Four o’clock. The bass amplifier came at 2:22pm. Aesop behaved terribly, but I couldn’t do anything about that. I plugged it in and played with it right away. Sounds pretty good. I don’t know what my obsession with the Omega bridge is since yesterday. I don’t even remember what year I bought it for sure, but I think it was the fall of 2016, when Kate was still my friend. Maybe it’s a symbol of something political for me, a sign of hope for the future of the whole world. I wish the world could unite once again, and I’m hopeful that it will do so. Anyway, the bridge works quite well on my favorite Fender bass. Another way of looking at it is that it’s symbolic of recovery and perseverance. The bridge is a piece of metal that has survived addiction and still carries on, strong and fearless. The tone it creates has incredible muscle.
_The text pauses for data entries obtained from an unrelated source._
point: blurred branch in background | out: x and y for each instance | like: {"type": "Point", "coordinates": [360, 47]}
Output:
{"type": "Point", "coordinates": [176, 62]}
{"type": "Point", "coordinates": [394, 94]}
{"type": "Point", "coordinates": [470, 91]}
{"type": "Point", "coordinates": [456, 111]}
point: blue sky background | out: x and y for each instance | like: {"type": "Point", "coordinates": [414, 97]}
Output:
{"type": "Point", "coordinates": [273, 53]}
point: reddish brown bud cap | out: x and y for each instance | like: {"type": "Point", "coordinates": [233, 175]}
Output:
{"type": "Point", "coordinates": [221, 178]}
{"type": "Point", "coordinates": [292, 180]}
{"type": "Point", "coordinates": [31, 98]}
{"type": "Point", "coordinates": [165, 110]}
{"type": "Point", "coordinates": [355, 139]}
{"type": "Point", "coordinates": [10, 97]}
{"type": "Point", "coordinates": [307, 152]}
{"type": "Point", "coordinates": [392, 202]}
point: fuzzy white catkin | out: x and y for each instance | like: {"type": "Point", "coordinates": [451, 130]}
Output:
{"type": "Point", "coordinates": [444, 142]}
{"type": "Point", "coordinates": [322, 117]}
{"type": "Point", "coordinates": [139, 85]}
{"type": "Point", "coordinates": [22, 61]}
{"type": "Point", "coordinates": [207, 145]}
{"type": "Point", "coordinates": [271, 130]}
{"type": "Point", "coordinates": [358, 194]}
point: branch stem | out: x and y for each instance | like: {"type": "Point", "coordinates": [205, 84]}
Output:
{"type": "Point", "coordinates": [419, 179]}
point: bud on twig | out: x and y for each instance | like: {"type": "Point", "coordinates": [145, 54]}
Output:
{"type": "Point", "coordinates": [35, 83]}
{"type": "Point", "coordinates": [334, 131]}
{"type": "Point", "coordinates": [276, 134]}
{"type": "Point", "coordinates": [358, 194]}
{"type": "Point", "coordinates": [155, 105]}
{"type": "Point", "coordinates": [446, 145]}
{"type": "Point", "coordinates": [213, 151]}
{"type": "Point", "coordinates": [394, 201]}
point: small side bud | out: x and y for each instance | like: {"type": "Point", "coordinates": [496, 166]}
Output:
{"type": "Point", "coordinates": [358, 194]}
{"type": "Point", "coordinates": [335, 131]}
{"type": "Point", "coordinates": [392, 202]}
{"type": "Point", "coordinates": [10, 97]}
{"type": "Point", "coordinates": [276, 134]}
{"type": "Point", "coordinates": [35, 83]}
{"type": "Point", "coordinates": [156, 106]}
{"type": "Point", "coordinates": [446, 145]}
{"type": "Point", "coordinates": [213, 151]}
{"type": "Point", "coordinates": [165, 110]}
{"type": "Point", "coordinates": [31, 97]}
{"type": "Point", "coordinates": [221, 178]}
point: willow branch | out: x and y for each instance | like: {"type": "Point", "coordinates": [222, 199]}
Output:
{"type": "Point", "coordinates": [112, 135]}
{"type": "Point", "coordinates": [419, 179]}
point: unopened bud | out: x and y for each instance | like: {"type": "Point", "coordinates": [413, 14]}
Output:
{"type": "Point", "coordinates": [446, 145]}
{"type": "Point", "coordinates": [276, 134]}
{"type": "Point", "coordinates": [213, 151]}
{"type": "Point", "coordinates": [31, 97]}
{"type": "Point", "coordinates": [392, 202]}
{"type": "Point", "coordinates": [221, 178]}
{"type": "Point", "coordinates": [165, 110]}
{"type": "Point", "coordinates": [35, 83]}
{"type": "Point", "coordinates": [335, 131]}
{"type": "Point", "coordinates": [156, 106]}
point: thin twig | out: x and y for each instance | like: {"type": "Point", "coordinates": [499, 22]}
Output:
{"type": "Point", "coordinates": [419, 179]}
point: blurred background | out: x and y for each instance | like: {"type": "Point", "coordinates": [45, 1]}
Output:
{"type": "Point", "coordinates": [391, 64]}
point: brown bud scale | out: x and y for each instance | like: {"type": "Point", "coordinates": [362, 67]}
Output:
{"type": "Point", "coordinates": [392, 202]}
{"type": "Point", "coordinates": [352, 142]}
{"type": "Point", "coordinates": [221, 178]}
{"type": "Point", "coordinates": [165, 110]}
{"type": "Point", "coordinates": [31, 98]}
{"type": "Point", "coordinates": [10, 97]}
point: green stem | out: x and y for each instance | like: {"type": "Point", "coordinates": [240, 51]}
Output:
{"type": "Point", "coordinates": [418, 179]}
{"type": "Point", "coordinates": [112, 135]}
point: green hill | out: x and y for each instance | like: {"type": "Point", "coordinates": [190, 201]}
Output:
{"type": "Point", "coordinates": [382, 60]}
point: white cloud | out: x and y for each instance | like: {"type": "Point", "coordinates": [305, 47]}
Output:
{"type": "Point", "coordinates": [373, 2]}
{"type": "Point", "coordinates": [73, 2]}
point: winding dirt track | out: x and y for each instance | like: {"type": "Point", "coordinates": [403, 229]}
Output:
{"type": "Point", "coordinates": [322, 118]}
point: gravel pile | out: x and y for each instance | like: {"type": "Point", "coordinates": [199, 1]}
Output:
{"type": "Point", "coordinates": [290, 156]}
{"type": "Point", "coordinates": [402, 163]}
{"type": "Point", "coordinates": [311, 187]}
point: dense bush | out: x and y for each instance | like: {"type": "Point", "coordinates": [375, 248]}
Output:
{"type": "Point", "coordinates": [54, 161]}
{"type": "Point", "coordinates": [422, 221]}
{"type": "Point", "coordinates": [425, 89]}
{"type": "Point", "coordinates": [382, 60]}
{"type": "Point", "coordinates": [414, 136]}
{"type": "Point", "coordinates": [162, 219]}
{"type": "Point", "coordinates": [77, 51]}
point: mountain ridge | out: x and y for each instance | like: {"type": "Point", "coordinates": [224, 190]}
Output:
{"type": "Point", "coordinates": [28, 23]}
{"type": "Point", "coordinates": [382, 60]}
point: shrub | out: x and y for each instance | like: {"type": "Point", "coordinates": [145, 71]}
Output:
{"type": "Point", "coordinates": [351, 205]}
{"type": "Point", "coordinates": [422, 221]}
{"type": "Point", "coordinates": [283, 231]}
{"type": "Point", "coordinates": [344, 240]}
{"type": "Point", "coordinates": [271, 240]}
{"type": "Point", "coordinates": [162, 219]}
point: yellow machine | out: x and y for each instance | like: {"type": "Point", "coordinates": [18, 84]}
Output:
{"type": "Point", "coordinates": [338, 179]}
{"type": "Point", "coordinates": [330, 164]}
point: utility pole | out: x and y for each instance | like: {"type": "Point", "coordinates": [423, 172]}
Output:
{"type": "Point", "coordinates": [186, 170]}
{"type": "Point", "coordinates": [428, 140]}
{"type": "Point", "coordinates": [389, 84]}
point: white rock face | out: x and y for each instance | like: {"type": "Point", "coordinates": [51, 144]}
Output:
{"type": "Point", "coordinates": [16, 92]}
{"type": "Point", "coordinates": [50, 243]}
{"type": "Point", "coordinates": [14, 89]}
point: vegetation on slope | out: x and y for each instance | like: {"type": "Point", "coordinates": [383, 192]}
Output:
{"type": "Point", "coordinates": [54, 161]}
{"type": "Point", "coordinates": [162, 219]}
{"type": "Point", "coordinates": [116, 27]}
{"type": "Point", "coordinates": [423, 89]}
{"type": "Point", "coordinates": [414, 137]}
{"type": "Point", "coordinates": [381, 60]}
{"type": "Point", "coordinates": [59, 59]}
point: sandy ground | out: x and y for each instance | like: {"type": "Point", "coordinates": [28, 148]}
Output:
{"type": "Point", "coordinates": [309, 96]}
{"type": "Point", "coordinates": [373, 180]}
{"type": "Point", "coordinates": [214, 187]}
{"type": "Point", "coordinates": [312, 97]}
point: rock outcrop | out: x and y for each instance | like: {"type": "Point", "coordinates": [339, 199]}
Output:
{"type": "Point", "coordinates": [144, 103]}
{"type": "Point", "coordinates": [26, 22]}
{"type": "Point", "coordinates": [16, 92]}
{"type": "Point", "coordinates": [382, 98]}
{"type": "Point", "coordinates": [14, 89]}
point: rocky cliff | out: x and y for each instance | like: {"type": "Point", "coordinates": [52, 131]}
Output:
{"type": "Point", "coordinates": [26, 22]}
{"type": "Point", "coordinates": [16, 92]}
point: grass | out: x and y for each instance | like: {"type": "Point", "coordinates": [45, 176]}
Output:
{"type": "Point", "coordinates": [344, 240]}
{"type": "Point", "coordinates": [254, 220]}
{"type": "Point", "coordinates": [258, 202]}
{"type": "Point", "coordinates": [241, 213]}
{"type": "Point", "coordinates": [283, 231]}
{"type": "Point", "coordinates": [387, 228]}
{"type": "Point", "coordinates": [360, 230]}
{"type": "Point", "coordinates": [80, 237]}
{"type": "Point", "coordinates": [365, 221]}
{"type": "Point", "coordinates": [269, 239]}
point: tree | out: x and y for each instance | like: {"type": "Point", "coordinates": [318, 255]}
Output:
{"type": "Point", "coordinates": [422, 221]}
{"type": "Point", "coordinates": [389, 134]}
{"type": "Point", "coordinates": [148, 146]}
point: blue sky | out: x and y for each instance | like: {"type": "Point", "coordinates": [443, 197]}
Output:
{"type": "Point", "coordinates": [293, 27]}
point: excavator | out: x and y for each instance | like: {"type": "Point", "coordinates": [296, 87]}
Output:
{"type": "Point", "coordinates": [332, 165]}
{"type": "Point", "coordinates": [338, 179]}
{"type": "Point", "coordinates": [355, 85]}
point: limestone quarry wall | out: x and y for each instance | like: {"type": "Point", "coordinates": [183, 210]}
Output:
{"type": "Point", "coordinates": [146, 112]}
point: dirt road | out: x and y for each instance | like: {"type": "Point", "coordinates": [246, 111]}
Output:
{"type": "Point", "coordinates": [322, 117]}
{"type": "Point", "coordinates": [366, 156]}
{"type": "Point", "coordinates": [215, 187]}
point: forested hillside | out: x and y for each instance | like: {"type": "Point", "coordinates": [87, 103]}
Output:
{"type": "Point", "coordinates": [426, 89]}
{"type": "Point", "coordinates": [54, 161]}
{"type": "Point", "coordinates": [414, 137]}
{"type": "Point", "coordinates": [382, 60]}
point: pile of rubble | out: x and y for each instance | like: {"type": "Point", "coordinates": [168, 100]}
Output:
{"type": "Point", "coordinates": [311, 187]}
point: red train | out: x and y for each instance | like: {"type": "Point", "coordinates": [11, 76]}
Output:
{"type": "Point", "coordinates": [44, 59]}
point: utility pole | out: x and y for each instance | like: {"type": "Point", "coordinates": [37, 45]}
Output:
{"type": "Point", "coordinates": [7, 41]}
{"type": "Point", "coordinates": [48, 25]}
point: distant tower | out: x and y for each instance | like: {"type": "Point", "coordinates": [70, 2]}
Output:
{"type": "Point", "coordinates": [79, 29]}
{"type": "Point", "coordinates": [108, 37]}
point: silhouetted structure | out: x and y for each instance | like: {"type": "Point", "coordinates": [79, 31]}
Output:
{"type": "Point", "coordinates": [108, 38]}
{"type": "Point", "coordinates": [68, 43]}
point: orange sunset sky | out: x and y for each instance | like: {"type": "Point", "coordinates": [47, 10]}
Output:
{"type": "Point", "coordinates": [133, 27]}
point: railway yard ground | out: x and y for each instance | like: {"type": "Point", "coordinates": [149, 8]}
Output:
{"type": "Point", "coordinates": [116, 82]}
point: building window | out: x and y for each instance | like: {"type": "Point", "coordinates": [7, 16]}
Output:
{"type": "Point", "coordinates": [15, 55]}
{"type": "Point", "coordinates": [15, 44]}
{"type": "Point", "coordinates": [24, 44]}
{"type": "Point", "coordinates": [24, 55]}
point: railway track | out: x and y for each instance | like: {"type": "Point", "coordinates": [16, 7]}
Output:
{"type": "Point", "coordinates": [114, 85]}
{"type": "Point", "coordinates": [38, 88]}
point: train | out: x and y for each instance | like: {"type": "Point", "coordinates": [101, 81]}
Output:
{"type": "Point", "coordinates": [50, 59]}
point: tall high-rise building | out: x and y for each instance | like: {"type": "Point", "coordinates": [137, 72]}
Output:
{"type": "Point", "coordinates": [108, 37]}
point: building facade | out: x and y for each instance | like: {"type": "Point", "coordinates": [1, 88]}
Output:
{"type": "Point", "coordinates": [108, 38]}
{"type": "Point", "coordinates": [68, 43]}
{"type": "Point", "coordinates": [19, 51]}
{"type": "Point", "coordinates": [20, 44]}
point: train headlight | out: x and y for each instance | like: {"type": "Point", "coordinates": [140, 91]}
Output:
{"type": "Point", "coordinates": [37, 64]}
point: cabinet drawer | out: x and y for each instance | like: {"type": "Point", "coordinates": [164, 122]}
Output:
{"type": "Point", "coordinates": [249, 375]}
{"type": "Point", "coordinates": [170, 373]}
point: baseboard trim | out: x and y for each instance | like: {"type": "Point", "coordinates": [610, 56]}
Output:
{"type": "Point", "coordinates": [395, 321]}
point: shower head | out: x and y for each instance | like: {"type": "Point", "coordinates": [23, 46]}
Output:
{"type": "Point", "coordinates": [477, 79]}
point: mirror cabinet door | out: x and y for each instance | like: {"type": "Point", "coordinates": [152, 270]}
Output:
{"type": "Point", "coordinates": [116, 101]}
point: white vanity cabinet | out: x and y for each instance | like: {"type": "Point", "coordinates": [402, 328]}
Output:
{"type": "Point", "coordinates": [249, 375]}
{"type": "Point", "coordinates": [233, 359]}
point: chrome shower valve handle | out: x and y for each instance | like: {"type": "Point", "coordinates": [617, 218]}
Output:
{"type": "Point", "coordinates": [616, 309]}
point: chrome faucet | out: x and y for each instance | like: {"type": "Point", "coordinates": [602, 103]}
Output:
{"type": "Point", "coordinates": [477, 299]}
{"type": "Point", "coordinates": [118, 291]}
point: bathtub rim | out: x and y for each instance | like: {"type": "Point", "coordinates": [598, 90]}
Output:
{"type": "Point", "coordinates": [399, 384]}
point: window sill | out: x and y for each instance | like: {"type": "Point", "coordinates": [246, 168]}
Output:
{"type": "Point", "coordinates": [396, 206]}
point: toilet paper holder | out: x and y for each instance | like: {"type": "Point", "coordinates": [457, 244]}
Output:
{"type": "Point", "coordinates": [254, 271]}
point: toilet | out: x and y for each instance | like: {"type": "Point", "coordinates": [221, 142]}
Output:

A house can burn to the ground, yet the cornerstone endures, a gold plated hunk of zinc called the Omega bass bridge.

Five o’clock. After playing with the new amp a bit, I ambled to the store for my Snapple tea and a sandwich. Deb was the sole cashier this afternoon. Her birthday was on New Year’s Eve. The other day I reviewed the birthdate of Edgar Allan Poe: January 19, 1809. And Paul Bowles was another Capricorn. I get an eerie sensation from astrology, but it’s only a weakness of mine. Once I thought about buying myself a garnet ring or pendant, just as a token of my identity. Something to outlast the incarnate existence of myself. Still I know that sand is the residue of all stones… and the prime material of new ones.